Scientists from the Universidad Mayor de San Andrés (UMSA), who monitor the Tuni and other regional glaciers, told Reuters the once sprawling glacier had been reduced to just one square kilometer.
Where once they had predicted it would last through 2025, now they say its disappearance is imminent.
"This entire sector was once covered with ice," said Dr. Edson Ramírez, a university glaciologist. Across much of the glacier´s former path, now only discolored rock remains, exposed for the first time in centuries.
Though the glacier has been receding since the Little Ice Age, when massive ice fields topped many Andean mountains, the fast-changing climate has accelerated the process, according to the Bolivian scientists.
Torrential rains and drought have become more common, and mountain snows less predictable, they said.
The changing climate and fast-disappearing glaciers have coincided with a move from the countryside to the cities of Bolivia, researchers say, pressuring already faltering water sources.

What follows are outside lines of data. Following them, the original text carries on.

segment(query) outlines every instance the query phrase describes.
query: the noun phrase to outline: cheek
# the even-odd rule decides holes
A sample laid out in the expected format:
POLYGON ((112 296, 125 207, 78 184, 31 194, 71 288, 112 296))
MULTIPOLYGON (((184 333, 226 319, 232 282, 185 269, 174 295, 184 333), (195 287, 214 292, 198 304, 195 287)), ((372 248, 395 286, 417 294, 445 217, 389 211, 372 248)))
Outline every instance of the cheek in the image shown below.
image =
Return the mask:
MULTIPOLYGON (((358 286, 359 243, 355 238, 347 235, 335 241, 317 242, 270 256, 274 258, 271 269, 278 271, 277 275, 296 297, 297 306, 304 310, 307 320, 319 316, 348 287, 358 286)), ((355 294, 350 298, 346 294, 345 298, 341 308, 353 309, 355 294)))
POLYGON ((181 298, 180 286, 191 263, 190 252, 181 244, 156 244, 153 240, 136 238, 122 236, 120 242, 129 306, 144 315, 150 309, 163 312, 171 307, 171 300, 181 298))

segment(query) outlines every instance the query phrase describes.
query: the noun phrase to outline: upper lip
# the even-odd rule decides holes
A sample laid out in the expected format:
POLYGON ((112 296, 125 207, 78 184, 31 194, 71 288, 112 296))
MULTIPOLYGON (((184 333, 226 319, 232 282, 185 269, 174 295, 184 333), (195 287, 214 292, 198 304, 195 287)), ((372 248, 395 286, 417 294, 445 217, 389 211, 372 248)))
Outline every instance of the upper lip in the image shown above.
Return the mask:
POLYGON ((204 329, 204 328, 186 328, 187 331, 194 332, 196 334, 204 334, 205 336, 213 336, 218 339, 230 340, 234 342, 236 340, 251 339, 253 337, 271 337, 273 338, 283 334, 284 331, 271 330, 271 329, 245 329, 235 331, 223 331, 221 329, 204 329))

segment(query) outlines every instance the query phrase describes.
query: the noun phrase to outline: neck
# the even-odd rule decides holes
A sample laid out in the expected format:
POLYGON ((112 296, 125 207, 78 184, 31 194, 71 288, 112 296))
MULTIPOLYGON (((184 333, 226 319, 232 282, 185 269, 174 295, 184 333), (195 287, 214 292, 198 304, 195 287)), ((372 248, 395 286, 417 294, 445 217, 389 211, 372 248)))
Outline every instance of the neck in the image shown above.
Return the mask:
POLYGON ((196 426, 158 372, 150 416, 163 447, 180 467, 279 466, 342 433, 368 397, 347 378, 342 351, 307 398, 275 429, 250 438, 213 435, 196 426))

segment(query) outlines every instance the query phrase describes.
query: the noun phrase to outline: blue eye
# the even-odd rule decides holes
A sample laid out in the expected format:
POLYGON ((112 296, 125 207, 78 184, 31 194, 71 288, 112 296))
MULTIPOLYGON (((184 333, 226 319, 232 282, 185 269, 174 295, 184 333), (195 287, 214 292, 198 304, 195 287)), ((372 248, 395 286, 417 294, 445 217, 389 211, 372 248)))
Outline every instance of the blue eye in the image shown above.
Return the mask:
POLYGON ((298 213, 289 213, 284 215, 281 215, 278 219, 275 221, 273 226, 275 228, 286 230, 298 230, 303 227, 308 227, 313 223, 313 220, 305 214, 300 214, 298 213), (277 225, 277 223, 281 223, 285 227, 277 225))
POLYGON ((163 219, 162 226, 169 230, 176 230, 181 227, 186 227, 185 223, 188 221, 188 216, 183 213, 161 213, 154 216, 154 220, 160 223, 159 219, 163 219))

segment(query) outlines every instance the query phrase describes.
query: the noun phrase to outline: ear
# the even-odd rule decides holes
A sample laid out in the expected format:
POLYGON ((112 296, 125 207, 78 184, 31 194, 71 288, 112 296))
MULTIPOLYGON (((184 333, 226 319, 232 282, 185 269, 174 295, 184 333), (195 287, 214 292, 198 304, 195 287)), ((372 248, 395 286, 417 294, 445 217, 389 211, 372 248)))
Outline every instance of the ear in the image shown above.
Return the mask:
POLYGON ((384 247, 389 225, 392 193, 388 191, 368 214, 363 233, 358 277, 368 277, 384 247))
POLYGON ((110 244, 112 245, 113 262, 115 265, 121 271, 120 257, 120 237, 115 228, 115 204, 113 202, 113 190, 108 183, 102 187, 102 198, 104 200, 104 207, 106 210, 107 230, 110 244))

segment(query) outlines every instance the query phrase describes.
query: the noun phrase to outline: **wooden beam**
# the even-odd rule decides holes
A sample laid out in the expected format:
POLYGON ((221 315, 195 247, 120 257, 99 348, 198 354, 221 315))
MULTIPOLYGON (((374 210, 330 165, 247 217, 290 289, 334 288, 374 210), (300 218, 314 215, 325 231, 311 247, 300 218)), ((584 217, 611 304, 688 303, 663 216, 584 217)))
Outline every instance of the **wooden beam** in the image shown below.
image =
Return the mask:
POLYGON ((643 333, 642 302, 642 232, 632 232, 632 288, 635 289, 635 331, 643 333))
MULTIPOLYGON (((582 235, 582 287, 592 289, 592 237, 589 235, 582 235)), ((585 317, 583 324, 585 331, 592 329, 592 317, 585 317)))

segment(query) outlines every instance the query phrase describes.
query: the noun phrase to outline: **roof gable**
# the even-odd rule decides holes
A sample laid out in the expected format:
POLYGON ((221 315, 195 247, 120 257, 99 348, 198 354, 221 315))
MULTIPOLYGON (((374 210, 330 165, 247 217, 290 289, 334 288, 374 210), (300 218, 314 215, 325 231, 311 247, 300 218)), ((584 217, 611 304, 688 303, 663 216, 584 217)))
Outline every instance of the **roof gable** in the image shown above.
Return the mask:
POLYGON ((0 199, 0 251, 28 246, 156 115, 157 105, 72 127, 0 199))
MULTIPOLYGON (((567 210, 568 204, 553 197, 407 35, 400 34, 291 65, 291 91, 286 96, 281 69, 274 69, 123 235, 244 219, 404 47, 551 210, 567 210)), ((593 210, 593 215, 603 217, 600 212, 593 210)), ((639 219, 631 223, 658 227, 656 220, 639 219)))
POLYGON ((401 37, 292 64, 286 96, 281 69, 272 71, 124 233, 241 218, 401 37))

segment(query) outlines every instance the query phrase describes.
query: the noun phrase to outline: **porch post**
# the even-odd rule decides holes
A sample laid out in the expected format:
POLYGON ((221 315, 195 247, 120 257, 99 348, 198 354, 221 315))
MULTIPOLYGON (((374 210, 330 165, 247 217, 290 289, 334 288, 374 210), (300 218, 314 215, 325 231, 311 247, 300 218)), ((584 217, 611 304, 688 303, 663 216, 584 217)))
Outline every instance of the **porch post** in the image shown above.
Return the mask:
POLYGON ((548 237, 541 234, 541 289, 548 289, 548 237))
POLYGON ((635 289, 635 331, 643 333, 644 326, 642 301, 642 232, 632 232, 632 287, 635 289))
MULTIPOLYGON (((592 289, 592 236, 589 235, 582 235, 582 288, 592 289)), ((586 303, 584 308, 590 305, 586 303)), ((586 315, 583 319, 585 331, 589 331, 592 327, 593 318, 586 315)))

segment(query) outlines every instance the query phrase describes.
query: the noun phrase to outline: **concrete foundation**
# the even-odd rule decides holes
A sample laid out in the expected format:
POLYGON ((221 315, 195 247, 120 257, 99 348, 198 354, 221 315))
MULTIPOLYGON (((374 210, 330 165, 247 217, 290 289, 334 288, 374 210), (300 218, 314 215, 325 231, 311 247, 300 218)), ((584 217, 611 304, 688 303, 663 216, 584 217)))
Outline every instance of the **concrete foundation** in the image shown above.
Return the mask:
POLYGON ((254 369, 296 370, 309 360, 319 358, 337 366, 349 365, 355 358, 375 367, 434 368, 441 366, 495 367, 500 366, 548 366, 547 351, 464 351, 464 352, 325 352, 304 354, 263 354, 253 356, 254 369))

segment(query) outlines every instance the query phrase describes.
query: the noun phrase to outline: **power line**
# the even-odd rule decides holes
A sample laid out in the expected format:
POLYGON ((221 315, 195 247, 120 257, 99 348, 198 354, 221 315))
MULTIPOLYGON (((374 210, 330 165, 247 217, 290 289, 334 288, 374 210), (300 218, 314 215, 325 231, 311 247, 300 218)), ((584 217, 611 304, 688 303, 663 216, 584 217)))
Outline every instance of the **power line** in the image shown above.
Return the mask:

Yola Choque, who grows quinoa in the town of Viacha, about 25 km from the city of La Paz, says his crop has suffered.
"It has not rained for months, I think it must be due to climate change, that is why Pachamama (Mother Earth) got angry and it does not rain," he said in his native Aymara language.
Meanwhile, El Alto, the city sister to the capital La Paz, is growing at approximately 5% per year, according to glacier scientist Ramirez.
While the populations located at the foot of the Andes do not depend entirely on water from Bolivia's high Andean glaciers, the mountain ice has fed rivers used for irrigation of crops and at least 20% of La Paz' water supply, the scientists say.